A company spokesman told MarketWatch that the fastest delivery options, such as one-day and same-day shipping, come from local inventory storage, “traveling shorter distances that are less carbon-intensive.” Spokesman Sam Kennedy added, “We’ve strategically grown our network in the U.S. to include 110 fulfillment centers, 40 package sortation centers, 100 delivery stations, all to be closer to our customers. This allows Amazon to work smarter based on decades of process improvement and innovation, and to deliver orders faster and more efficiently.”

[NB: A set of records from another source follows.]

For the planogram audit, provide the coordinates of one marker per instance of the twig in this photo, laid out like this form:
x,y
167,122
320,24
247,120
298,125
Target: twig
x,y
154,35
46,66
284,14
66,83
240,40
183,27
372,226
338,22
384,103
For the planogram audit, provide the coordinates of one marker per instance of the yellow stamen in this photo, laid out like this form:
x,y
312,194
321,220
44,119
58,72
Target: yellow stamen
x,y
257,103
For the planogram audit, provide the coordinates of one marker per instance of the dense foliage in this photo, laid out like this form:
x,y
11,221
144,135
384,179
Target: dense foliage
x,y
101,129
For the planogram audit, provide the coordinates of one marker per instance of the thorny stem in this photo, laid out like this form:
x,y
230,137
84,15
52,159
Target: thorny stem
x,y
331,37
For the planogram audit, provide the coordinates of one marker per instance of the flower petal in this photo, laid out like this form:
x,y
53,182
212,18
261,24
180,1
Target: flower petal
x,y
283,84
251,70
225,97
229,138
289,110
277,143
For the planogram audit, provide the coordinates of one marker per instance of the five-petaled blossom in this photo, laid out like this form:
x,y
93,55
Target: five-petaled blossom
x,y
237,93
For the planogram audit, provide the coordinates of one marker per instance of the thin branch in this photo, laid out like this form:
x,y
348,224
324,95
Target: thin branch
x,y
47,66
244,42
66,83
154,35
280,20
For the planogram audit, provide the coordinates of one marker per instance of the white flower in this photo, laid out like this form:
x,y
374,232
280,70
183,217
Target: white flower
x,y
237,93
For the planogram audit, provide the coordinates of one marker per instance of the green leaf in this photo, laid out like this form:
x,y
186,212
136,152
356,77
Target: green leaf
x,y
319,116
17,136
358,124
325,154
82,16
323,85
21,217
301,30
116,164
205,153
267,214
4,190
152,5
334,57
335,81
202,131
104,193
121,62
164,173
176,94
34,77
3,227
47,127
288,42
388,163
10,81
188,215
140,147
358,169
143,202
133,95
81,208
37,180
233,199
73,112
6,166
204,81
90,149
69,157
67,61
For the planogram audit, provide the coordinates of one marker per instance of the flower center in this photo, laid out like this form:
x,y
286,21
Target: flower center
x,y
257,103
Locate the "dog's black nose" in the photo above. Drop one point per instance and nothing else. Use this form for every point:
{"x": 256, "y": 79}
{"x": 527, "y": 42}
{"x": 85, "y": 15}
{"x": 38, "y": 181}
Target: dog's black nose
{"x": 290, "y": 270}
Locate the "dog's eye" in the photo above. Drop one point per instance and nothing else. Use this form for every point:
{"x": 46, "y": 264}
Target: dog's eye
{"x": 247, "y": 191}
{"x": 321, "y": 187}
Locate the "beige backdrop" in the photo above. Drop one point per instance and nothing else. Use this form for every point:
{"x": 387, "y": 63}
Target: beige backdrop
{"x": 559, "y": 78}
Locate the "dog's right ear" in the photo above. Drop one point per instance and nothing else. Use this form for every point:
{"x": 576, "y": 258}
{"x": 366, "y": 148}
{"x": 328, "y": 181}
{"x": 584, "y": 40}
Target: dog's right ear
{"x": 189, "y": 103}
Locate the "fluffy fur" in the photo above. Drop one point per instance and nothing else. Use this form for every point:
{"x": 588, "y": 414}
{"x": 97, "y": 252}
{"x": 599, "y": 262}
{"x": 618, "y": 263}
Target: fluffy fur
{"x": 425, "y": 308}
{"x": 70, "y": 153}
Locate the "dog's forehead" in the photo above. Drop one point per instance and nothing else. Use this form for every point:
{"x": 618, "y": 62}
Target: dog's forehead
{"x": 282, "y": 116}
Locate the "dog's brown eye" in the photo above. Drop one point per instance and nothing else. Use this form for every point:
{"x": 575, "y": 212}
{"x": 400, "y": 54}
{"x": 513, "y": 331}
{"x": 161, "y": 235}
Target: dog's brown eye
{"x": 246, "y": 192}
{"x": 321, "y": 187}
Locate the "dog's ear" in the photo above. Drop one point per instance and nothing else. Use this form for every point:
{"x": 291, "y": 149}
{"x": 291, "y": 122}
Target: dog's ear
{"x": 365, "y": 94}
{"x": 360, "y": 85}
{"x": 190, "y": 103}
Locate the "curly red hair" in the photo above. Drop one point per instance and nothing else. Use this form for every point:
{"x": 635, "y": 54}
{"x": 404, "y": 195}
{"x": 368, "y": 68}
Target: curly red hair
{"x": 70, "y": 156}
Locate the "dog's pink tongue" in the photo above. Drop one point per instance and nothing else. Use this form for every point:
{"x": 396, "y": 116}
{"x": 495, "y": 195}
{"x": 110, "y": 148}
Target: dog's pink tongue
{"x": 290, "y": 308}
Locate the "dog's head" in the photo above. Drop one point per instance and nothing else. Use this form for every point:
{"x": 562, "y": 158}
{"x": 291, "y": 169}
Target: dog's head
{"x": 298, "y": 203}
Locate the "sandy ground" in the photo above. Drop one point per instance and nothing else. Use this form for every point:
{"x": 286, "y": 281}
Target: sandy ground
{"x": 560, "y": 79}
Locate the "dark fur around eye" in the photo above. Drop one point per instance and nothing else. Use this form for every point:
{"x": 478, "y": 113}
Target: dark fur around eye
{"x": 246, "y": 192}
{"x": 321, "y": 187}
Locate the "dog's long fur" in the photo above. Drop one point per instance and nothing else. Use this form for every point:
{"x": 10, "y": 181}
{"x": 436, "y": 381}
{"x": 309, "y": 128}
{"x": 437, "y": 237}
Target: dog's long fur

But three shipping experts questioned that assertion. While Amazon’s fastest shipping options have certainly become more efficient and less environmentally damaging than they were a few years ago, Jaller’s research has shown that one and two-hour deliveries “will never be better than longer timelines,” he said. When the delivery window is shortened to two hours, it’s impossible to consolidate many packages into one vehicle making one trip. There’s more back and forth to the warehouse, creating more emissions per package than a larger van would, Jaller said.
“It sounds to me that they’re comparing something from say Asia to sourcing it from a warehouse,” Goodchild said of Amazon’s assertion that faster shipping is better for the environment. “But the goods don’t begin their life at the warehouse. They came from somewhere. They’re leaving out a piece of that system that needs to be included. It’s an incomplete statement.”